A casa de Mariana

O que de belo ainda posso encontrar, nesse resto de ceia que é nossa vida sobre a terra? Onde o que nos faz viver nos envenena e o que nos torna exultantes é passageiro? Mariana, finalmente aparece em meu caminho, quando descrente de tudo o que parecia importante, me torno mais cínico e amargo.

Mariana sempre aparece por aqui, quando até mesmo a luz parece demoníaca, e quando as crianças se escondem nos armários para fugir dos fantasmas.

Mariana já foi triste e sozinha, mas não chora mais. Quero descobrir o que se passa em seu coração lacrado, mas se descubro, como posso viver com isso?

Então eu apenas observo seu movimento vão, seu gesto tão supérfluo e cheio de torções, e apenas em minha mente guardo sua fotografia, em preto, branco e azul.

Mariana odeia poesias, então compus para ela uma equação. Porque é imune à cretinice vigente, prefere lidar com progressões e incógnitas, como incógnita é a minha intenção.

Seja vinho, cocaína ou analgésico, tudo termina com gosto de angústia, quando acordo atirado ao chão da sala, e apenas vejos seus pés indo em direção à porta. E essa maldita porta, é o que permite esse mundo imundo entre em minha casa, me diga o que devo fazer, e mata meu sonho por não acreditar em poetas que escrevem equações.

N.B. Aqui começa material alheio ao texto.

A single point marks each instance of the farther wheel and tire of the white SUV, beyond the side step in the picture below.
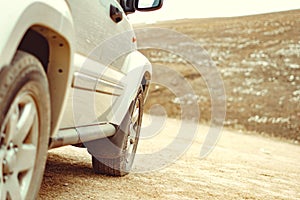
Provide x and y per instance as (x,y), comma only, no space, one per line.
(114,156)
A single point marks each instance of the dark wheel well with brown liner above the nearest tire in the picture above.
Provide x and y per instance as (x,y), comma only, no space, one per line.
(54,53)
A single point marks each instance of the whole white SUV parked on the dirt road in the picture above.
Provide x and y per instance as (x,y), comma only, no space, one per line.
(70,73)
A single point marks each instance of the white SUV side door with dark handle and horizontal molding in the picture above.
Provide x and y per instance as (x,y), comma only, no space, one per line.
(104,38)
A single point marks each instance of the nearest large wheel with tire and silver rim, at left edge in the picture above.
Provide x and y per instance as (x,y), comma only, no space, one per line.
(25,127)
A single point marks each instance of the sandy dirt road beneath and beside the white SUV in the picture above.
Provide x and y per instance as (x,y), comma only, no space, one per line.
(241,166)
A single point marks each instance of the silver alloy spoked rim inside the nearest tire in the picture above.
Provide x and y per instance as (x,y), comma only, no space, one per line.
(18,147)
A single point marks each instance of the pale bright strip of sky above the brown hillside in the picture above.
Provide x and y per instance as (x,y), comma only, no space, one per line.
(179,9)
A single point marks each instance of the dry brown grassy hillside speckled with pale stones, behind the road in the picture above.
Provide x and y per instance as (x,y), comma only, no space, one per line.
(259,60)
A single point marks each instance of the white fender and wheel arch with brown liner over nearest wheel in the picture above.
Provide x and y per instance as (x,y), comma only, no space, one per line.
(52,31)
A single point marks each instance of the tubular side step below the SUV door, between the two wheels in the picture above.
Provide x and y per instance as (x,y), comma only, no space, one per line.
(81,134)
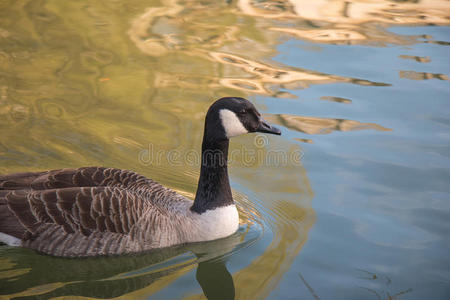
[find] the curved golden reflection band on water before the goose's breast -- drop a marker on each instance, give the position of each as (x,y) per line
(290,219)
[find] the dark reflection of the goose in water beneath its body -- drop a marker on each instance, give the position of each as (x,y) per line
(138,276)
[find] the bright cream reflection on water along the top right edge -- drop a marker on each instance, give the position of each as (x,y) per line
(348,22)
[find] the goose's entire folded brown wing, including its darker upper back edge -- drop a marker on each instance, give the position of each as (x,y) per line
(85,199)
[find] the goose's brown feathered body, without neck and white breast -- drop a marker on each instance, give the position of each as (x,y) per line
(97,211)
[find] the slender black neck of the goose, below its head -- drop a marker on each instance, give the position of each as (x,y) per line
(213,185)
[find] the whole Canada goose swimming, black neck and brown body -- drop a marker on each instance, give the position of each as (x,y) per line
(94,211)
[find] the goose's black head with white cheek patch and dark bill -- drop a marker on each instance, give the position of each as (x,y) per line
(233,116)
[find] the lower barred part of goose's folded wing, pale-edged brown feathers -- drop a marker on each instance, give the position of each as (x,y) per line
(84,209)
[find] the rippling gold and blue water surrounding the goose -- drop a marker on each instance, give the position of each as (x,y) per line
(357,205)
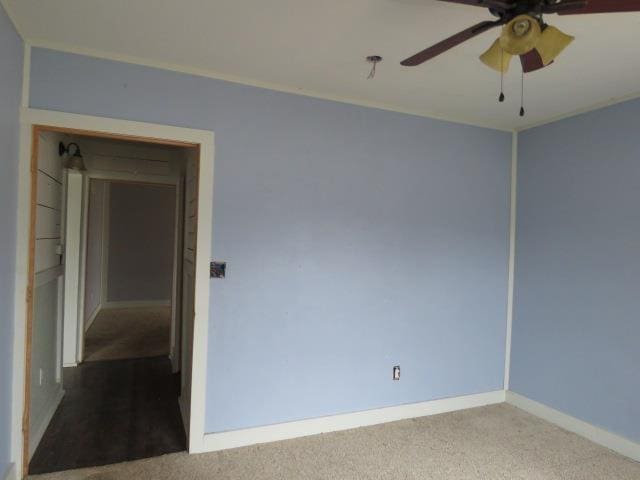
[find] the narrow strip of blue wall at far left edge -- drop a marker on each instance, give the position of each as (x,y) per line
(11,55)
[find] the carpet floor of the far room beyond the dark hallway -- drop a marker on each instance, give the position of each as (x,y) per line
(121,333)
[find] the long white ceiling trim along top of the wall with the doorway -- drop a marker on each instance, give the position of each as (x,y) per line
(40,43)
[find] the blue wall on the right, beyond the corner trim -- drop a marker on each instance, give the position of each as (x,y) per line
(576,331)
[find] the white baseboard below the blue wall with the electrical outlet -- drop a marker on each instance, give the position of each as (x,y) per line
(302,428)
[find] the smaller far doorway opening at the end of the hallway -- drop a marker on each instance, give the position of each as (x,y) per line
(132,243)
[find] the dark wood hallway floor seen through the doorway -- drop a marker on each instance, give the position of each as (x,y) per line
(113,411)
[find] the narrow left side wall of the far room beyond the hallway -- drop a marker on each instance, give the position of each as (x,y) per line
(95,228)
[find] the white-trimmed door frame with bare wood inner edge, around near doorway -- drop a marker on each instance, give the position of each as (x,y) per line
(31,122)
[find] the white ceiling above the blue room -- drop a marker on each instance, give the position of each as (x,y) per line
(318,48)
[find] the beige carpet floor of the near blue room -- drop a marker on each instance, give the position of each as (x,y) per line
(488,443)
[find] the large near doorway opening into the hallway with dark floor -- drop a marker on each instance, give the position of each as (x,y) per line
(110,299)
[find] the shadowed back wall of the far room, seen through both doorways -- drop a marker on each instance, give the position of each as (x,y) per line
(141,242)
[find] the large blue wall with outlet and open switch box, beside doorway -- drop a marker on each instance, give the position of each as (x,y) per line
(356,239)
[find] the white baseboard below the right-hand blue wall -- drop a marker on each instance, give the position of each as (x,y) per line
(597,435)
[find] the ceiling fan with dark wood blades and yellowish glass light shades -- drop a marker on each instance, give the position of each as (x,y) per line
(524,32)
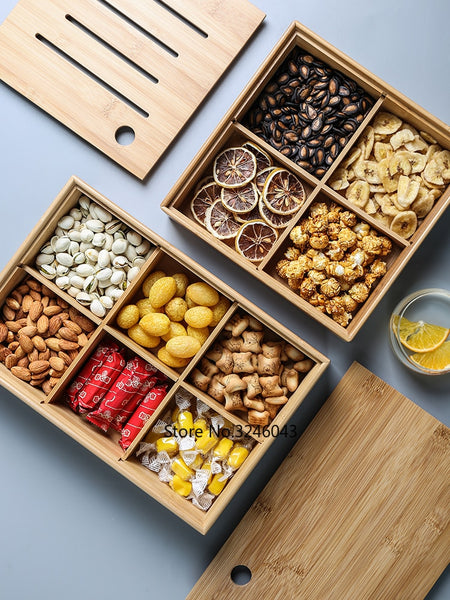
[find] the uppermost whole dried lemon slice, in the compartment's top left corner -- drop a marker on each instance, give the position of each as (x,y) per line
(234,167)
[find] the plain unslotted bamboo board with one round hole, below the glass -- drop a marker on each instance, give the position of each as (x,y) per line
(359,509)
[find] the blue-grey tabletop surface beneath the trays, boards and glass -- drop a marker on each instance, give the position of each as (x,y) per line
(71,527)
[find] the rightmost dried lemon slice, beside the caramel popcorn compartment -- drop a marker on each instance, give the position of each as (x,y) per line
(283,192)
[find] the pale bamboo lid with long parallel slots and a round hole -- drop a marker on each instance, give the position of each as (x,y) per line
(103,67)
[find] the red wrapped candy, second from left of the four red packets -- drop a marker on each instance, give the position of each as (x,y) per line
(102,380)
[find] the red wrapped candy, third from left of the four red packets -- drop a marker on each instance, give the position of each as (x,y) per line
(121,393)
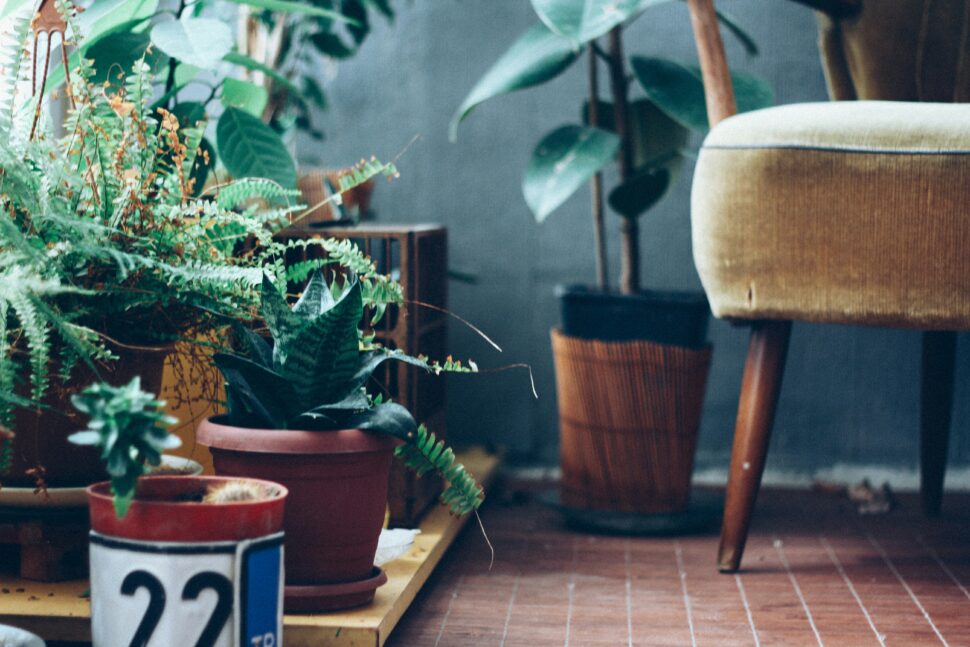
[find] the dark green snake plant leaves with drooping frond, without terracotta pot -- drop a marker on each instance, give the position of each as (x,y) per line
(315,374)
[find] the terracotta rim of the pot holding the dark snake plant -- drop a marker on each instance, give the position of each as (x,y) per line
(214,432)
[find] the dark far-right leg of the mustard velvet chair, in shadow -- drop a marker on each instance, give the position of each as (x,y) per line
(936,405)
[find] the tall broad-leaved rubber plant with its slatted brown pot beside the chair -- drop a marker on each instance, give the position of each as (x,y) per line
(637,457)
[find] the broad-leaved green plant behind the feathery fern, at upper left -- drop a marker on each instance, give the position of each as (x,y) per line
(254,82)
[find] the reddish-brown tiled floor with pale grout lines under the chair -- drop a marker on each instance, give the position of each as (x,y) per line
(815,573)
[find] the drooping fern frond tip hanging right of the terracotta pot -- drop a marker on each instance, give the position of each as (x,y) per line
(424,453)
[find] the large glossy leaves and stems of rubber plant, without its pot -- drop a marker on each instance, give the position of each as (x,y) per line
(644,135)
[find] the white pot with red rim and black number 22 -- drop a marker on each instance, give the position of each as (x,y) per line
(176,570)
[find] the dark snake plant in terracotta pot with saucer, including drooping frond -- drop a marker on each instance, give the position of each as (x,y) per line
(299,412)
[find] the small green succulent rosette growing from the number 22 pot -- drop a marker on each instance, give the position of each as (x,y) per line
(131,430)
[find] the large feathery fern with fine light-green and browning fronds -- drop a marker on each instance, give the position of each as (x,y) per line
(107,246)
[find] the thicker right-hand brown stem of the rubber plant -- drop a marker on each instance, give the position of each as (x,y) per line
(629,227)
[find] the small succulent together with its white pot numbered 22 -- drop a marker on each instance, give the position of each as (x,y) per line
(175,537)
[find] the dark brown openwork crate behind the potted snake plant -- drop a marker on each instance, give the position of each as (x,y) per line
(418,256)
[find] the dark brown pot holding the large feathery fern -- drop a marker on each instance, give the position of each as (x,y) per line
(41,435)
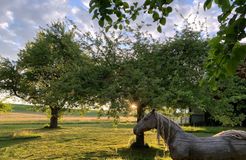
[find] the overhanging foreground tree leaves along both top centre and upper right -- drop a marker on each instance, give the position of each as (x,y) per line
(226,53)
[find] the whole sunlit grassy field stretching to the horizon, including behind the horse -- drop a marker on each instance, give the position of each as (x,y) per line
(23,136)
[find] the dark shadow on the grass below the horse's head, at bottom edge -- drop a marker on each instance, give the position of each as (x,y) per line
(127,153)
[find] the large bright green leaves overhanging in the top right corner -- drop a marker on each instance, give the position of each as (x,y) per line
(226,53)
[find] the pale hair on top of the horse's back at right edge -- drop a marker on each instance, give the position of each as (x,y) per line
(233,133)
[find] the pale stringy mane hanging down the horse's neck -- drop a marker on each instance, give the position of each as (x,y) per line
(160,126)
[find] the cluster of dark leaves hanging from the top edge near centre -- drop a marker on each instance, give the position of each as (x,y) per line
(123,12)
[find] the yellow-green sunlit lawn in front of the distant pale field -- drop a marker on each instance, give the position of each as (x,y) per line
(85,140)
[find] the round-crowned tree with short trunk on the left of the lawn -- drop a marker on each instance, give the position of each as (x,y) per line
(41,73)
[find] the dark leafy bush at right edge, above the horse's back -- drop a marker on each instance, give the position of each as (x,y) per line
(228,103)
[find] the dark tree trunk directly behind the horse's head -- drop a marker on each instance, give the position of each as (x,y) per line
(140,115)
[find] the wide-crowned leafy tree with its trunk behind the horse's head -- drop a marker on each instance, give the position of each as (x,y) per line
(147,73)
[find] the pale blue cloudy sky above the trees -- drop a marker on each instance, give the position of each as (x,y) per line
(20,20)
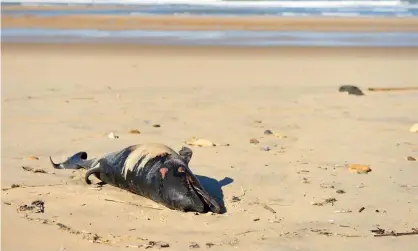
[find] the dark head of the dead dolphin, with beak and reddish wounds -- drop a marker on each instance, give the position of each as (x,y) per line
(179,189)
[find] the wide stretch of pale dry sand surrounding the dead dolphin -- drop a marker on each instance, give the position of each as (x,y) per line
(59,99)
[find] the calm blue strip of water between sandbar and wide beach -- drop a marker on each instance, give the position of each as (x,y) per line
(214,38)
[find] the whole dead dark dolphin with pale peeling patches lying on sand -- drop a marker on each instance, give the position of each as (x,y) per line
(151,170)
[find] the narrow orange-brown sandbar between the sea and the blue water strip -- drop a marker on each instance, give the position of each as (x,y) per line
(255,23)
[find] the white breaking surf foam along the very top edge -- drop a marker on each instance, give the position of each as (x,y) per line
(221,3)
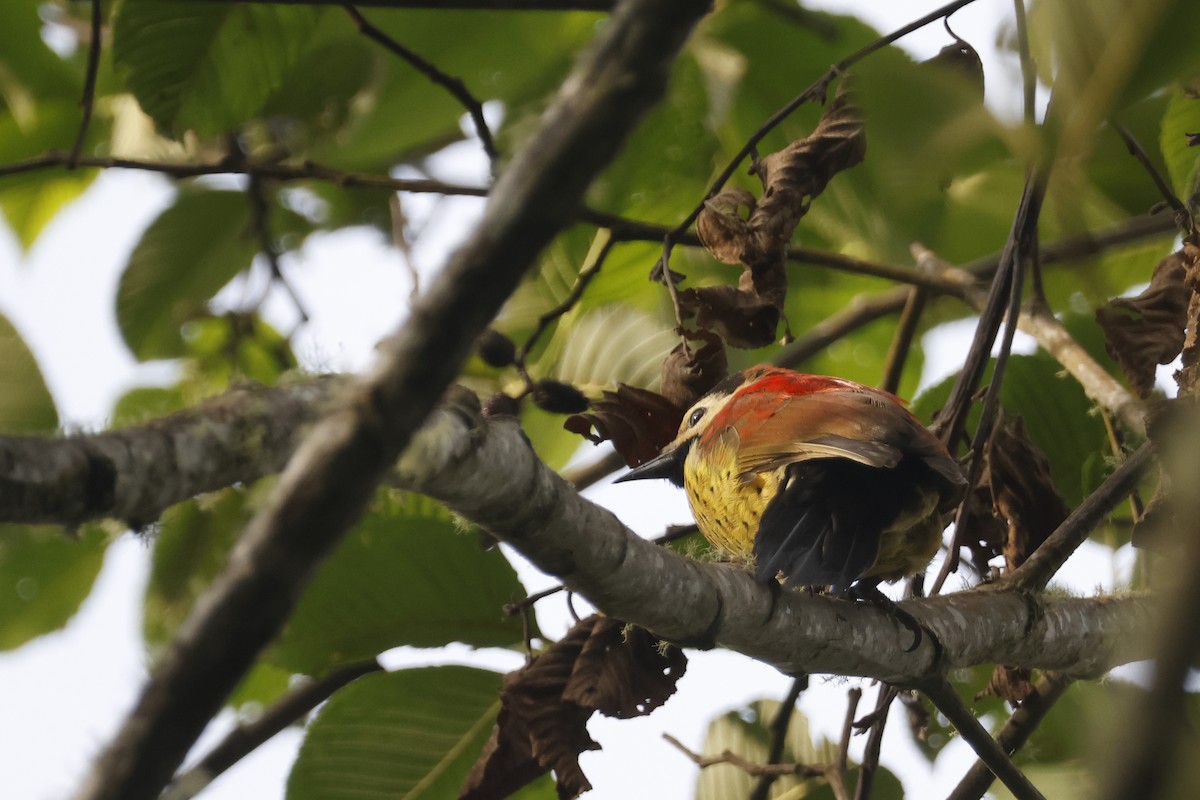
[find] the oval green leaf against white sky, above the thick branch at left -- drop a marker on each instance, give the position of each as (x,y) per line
(184,258)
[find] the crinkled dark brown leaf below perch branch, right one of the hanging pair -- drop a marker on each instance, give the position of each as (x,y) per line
(623,672)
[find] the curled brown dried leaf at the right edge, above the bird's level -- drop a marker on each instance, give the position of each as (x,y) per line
(1148,330)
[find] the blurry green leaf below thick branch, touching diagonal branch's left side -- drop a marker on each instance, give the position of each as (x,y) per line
(193,543)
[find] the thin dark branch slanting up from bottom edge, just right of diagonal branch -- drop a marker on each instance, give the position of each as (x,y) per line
(247,738)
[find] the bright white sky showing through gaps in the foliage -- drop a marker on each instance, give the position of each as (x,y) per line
(65,694)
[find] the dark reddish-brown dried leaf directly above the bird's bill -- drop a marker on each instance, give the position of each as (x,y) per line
(639,423)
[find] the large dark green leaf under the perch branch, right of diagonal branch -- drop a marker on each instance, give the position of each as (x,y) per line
(405,575)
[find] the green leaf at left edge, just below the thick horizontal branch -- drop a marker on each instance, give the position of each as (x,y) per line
(45,575)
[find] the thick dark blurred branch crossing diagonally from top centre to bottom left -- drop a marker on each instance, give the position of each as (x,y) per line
(333,476)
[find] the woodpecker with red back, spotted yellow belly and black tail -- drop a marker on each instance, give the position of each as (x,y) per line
(818,482)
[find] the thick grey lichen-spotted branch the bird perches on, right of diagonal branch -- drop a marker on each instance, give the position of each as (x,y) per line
(485,471)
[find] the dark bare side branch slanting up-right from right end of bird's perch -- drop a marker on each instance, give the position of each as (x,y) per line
(1054,552)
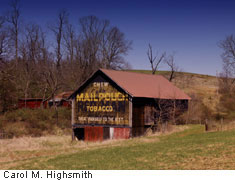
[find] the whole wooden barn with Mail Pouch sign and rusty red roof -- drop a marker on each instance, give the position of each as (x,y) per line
(119,104)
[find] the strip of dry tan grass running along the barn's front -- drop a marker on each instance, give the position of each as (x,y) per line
(14,151)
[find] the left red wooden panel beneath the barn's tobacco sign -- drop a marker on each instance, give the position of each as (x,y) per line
(93,133)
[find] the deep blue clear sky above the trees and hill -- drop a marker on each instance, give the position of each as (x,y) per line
(189,29)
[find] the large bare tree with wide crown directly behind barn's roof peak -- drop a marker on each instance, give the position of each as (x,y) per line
(96,45)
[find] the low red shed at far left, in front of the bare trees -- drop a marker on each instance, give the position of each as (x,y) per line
(31,103)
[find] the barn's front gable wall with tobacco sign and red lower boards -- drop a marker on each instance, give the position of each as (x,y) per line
(103,110)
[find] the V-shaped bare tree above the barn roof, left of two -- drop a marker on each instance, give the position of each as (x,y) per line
(154,60)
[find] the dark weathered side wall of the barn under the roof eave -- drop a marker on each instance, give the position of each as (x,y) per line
(146,113)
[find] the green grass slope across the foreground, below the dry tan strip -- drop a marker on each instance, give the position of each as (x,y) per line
(190,149)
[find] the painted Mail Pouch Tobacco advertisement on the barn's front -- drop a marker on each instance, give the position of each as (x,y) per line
(101,103)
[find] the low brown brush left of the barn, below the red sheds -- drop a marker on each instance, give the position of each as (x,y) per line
(35,122)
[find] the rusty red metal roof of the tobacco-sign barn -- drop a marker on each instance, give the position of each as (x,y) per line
(145,85)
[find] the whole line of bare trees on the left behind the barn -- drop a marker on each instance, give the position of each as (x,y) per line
(35,64)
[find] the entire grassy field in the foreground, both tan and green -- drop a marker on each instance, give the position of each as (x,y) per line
(187,147)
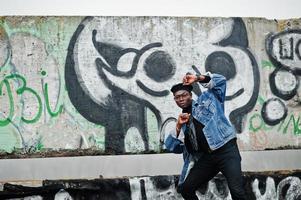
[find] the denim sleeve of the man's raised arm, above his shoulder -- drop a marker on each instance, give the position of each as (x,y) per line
(217,85)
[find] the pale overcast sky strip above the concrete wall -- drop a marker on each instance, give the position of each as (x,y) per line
(218,8)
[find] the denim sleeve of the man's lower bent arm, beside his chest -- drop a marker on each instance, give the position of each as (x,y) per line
(174,144)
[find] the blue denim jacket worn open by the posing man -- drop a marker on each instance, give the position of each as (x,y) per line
(209,110)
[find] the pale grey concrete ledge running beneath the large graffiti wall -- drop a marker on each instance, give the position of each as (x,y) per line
(90,167)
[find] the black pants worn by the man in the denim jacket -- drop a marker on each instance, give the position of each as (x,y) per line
(226,160)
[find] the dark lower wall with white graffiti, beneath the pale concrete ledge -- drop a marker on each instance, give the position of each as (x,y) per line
(258,186)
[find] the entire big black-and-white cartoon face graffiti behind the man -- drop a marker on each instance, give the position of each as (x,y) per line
(125,75)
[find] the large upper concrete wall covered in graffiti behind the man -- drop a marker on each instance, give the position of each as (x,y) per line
(104,82)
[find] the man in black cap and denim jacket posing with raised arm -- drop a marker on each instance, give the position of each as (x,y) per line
(205,137)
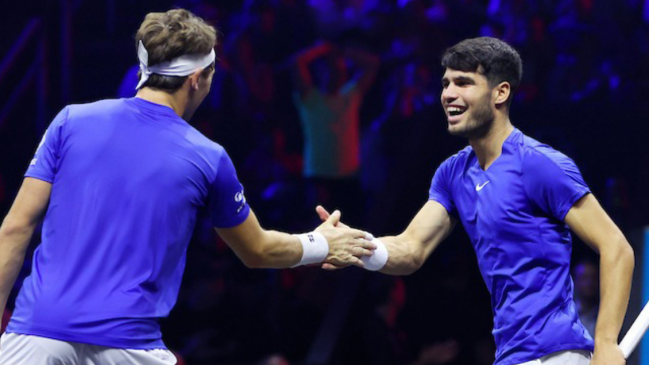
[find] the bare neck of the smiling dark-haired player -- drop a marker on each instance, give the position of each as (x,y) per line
(490,146)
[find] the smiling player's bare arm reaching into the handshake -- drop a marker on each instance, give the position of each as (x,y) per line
(408,251)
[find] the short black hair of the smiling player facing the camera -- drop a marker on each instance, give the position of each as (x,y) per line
(491,57)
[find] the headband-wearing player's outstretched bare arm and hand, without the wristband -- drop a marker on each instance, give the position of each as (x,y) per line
(260,248)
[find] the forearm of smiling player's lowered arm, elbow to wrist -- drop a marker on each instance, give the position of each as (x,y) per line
(616,271)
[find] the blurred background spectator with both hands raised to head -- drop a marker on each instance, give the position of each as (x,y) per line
(329,101)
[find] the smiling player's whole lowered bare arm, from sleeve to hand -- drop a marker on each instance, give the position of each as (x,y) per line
(591,223)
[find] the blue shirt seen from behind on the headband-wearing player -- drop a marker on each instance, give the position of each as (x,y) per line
(128,177)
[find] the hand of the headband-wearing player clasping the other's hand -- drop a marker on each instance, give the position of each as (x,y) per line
(346,245)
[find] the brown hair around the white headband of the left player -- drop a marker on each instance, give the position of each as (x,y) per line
(173,34)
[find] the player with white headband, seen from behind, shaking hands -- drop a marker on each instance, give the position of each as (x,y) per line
(119,183)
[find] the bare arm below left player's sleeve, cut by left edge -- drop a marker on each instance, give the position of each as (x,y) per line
(17,229)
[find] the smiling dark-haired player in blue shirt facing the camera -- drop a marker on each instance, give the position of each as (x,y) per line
(518,199)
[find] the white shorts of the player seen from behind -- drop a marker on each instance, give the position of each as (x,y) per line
(34,350)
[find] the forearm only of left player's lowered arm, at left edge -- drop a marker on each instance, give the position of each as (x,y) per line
(13,244)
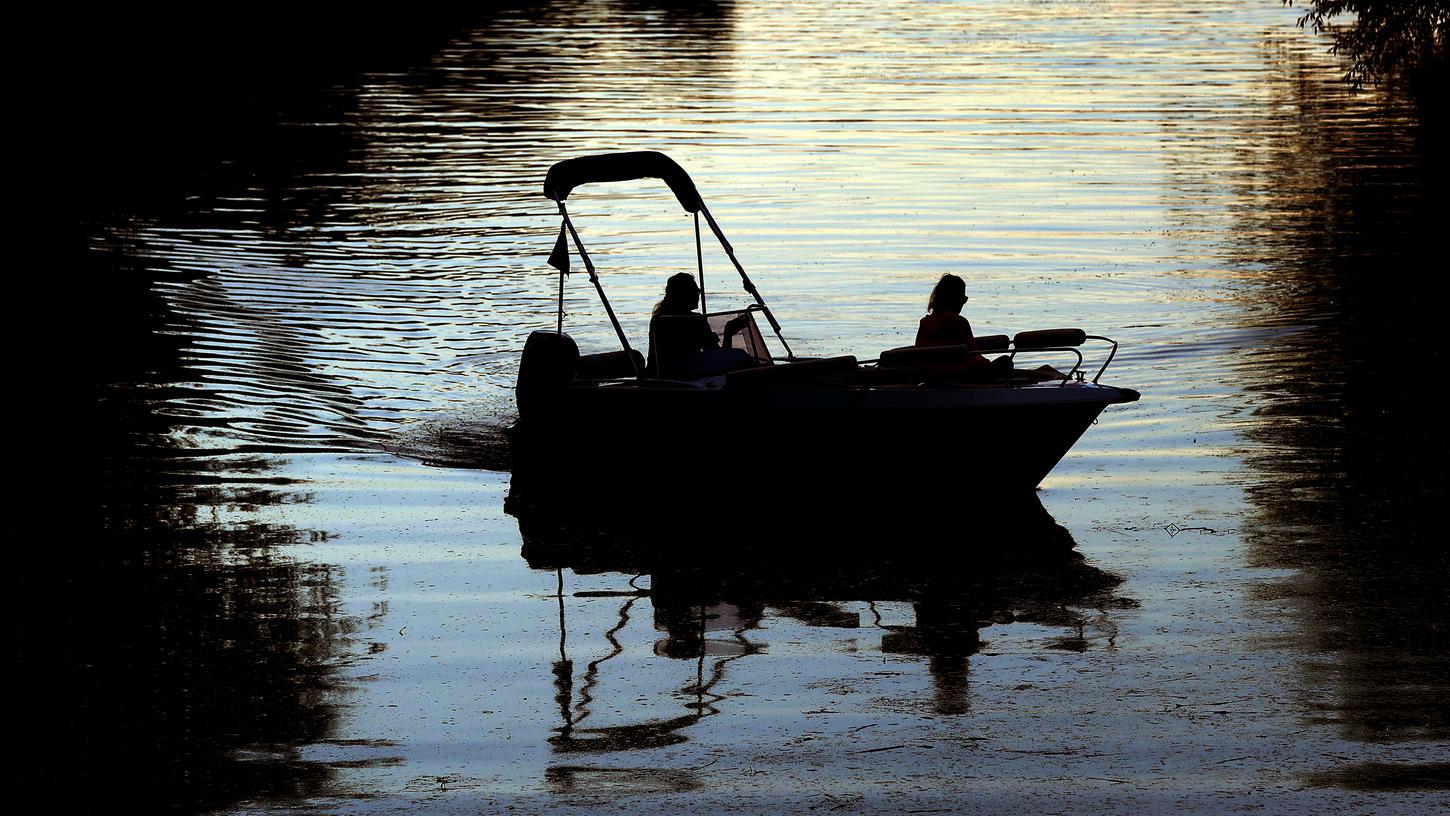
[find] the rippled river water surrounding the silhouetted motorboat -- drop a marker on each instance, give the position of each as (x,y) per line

Então Mariane sempre me oferece uma escolha, quando retorna a esse cubo com janelas fortificadas, ao me entregar um estilete e um coração partido. Isso porque preciso construir todo este equipamento bélico, para fazer a quem vem até mim, que se já fui humana, resta hoje a descrença.

Mariana talvez nem esteja mais aqui. Mas quando ela chega, veja o que se forma no céu escuro da noite mais incomum: uma lua dependurada como um trapezista, feita apenas para mim.

O que de belo ainda posso encontrar, nessas mão que já não escrevem mais, nesses braços perfurados por agulhas, nesse chão lavado pelo choro de uma noite inteira e nessa gente que entra furtivamente na minha casa, para tentar encontrar as minhas respostas?

Suicida? Não. Um, antes de tudo, cínico. Um poeta? Não. um engenheiro da feiura. Um Viciado? Não. Aquele que cospe em sua cara a sua própria falta de talento.

Durma com isso, arremedo de gente.

Mariana perdeu as minhas chaves, no meio de um campo de batalha qualquer, onde dois amantes se encontram, se amam e resolvem seguir uma banda do interior.

É assim que as coisas são por aqui: eu finjo que comando, pra não morrer de overdose.